Market Analysis: Fascinating Massachusetts Colonials series ripe for specialists
- Published: Feb 24, 2020, 3 PM
Many collectors are drawn to Colonial American coins because of their handmade nature, and the Robert M. Martin Collection of silver coins of the Massachusetts Bay Colony showed the rich diversity of this area. The first lot offered from this collection at the Stack’s Bowers Galleries’ Nov. 15, 2019, auction in Baltimore, was a 1652 Oak Tree shilling that had been cut to a sixpence weight.
It was graded Extremely Fine 40 Details by the auctioneer, who noted saltwater surfaces, providing visual evidence of its recovery from the 1711 shipwreck of the HMS Feversham off the coast of Nova Scotia.
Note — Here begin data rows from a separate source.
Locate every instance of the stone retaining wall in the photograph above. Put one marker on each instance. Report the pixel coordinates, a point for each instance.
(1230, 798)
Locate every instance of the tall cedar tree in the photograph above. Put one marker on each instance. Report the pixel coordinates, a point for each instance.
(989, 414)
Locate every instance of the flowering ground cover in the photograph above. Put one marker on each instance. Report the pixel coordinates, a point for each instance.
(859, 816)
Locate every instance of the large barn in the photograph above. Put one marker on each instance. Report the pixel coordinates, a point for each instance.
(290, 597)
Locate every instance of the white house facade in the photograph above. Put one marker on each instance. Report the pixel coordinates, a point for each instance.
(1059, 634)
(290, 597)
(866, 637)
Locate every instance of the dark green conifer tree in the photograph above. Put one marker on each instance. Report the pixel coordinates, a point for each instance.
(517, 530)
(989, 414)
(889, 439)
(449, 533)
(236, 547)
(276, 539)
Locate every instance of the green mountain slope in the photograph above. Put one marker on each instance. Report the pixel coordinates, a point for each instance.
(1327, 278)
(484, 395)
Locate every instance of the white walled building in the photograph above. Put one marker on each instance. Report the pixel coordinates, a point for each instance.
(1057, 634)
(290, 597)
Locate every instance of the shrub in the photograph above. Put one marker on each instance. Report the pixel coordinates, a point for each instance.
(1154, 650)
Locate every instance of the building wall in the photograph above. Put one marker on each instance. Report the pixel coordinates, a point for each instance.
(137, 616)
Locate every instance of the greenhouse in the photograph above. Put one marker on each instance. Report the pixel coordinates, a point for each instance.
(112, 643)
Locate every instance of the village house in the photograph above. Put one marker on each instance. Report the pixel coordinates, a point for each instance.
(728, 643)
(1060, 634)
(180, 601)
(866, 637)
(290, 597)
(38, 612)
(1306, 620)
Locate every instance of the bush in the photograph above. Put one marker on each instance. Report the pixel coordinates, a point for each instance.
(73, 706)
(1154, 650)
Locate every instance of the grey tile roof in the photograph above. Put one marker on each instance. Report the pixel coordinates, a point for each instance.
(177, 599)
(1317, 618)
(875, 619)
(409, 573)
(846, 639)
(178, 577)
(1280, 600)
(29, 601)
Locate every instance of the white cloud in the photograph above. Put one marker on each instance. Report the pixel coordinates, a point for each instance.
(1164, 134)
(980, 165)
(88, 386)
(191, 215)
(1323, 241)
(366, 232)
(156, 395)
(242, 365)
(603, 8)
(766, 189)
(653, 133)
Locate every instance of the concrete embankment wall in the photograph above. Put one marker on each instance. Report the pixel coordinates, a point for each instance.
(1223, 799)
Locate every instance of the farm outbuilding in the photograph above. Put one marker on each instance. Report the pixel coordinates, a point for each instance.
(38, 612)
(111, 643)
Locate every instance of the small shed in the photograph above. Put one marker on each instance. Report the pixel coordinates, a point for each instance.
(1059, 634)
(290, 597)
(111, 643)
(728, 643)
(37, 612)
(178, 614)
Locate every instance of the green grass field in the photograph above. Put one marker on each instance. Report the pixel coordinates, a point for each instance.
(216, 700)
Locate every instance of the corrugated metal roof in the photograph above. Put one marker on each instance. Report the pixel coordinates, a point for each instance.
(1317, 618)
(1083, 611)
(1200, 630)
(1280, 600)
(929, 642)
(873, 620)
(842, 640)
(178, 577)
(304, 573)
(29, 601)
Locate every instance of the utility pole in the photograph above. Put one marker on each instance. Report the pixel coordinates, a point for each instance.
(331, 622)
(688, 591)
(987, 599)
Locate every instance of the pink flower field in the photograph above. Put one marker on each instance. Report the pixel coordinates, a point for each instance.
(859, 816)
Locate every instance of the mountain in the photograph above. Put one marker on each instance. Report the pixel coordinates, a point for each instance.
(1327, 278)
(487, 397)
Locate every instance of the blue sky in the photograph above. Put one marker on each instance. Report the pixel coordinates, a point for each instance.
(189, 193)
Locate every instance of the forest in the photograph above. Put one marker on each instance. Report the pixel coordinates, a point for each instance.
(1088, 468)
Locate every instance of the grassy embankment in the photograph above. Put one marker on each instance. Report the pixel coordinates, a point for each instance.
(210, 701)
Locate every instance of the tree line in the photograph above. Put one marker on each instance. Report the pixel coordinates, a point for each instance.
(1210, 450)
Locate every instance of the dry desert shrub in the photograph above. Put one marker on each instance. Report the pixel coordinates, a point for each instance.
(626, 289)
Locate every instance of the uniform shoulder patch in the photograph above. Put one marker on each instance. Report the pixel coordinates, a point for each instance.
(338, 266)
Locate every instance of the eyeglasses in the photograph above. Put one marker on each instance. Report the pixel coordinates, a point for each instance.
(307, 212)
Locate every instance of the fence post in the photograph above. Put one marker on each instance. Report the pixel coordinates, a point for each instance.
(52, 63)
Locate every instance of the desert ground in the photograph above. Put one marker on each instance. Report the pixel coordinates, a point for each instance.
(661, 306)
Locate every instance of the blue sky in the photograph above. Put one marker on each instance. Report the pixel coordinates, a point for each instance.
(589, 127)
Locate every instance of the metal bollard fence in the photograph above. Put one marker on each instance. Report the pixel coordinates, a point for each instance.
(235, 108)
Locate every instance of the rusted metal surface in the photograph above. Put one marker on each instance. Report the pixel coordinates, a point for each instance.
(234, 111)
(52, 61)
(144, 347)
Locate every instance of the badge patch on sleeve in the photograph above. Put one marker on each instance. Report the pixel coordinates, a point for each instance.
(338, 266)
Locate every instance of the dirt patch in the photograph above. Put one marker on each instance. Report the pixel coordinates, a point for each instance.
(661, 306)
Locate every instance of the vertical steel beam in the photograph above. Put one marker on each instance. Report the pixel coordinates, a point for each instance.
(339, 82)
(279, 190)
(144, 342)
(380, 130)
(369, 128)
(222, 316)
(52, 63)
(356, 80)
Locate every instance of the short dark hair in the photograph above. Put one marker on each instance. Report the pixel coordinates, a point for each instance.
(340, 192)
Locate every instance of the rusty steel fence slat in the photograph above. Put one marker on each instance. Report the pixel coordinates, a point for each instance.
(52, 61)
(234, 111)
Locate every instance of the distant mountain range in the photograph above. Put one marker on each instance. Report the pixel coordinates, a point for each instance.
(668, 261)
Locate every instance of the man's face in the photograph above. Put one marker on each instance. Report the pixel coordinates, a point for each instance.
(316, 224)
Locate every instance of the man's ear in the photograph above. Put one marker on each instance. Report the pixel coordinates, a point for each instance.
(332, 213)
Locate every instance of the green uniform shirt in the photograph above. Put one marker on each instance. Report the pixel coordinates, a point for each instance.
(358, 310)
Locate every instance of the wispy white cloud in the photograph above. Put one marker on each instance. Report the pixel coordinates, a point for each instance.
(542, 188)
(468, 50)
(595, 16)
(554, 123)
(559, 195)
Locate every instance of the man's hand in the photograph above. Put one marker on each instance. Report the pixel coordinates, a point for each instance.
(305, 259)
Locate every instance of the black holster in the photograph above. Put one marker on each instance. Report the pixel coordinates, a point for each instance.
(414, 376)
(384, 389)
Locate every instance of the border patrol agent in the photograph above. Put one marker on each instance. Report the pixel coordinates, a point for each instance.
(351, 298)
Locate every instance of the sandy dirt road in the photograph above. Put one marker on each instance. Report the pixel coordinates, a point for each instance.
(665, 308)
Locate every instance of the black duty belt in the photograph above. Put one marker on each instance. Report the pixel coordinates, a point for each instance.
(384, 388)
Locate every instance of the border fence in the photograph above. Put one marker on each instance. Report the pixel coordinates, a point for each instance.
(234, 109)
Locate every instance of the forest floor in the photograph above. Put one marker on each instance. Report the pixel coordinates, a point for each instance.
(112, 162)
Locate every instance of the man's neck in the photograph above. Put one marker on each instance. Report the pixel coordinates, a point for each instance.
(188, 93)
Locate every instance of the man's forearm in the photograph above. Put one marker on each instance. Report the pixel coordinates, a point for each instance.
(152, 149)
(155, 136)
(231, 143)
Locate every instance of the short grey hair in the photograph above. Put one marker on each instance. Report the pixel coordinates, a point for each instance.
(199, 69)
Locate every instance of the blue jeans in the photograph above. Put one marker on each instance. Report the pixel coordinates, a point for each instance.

These fractional cut pieces were used as small change by colonists in the late 17th and early 18th centuries.
Massachusetts shillings all carry the same date, though production continued for decades.
The coin also represents a rare die variety — Noe 2 as listed in The Silver Coinage of Massachusetts by Sydney Philip Noe, which is easy to discern because of its medal-turn alignment rather than the typical coin-turn alignment and punctuation between NEW on the reverse, though that identifying trait is not on this remaining portion. The historical coin sold for $4,080.